Why is the Adam Optimizer Working so Well?

1 February 2026deep learning | math

\gdef\H{\v{H}}

I wrote this post because I was frustrated to find no convincing theoretical explanation of the success of the Adam optimizer (Kingma, 2014). More precisely, Adam is the RMSprop optimizer (Hinton, 2012) + momentum. While understanding momentum is quite simple as a way to deal with a badly conditioned loss landscape, the RMSProp update rule is often unintuitive when coming from the world of quadratic optimization; in particular, the square root in the denominator is quite intriguing. Fortunately, I stumbled on an article that gave a somewhat satisfying answer (Aitchison, 2020). However, I found the derivation somewhat convoluted, particularly the introduction of Ornstein–Uhlenbeck dynamics. In this article, I describe a Bayesian derivation of the RMSProp update rule, close to the one proposed in the mentioned article, but conceptually simpler.

The derivation uses the framework of Bayesian estimation/filtering, unlike other more common geometric approaches.

Let's begin! We will first demonstrate how SGD (Stochastic Gradient Descent) can be derived from Bayesian principles and then show how Adam refines it.

Bayesian derivation

Maximum likelihood principle

Usually, we train models using the maximum likelihood principle: we want to find the most likely parameters $\v{\theta}^*$ of our model given the observation of our dataset $\mathcal{D}$ . More formally, we are searching:

\v{\theta}^* = \arg\max_{\v{\theta}} p(\v{\theta} | \mathcal{D})

Bayes theorem is usually used here to get:

p(\v{\theta}|\mathcal{D}) = \frac{p(\mathcal{D}|\v{\theta}) p(\v{\theta})}{p(\mathcal{D})}

And using the log likelihood instead of the likelihood, we get:

\begin{align*} \log p(\v{\theta}|\mathcal{D}) &= \log p(\mathcal{D}|\v{\theta}) + \log p(\v{\theta}) - \log p(\mathcal{D}) \\ &\smile \underbrace{\log p(\mathcal{D}|\v{\theta})}_\text{evidence} + \underbrace{\log p(\v{\theta})}_\text{prior} \end{align*}

This motivates the use of the loss function as an optimization objective with regularization of the weights (e.g., weight decay) to model the evidence and prior terms, respectively. The analysis generally proceeds by introducing an optimizer to find the best parameters using geometric arguments. It then explains the difficulty of obtaining the true gradient and introduces Stochastic Gradient Descent (SGD) as a solution to this issue.

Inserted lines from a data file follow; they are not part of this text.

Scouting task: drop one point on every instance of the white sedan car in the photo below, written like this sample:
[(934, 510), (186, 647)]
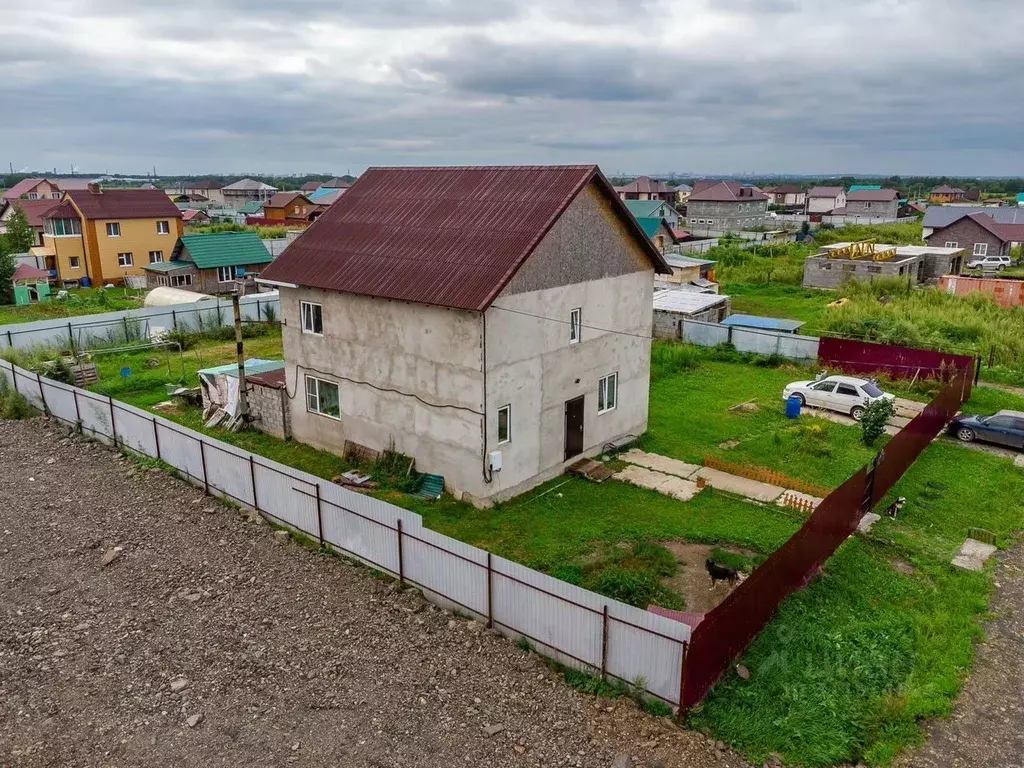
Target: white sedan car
[(843, 393)]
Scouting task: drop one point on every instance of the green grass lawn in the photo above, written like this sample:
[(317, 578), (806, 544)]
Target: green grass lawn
[(851, 665), (80, 301), (690, 418)]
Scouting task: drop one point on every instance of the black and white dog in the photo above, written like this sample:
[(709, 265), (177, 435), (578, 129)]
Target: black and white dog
[(721, 572), (893, 509)]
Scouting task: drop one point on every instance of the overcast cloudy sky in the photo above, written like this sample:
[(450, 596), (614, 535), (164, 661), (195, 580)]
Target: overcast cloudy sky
[(706, 86)]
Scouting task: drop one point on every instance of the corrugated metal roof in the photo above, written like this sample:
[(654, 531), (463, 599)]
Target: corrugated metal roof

Going further to discover SGD

In this section, we further apply Bayesian methods to gain deeper insight into the problem.

In practice, the model sees dataset samples sequentially. At each step, we present the model only a subset $\mathcal{B}$ of the dataset (a "batch"). Suppose we are already at some step $t$ of our training and we have an estimate $\v{\theta}_t$ of $\v{\theta}^*$ . We have a new batch $\mathcal{B}$ , and we want to update our estimate using the information it contains. As before, we can express this problem as a maximum likelihood estimation problem. However, this time we will not assume we know the whole dataset, only the previous parameter estimate and the new batch:

\v{\theta}^* = \arg\max_{\v{\theta}} p(\v{\theta}|\mathcal{B}, \v{\theta_{t}})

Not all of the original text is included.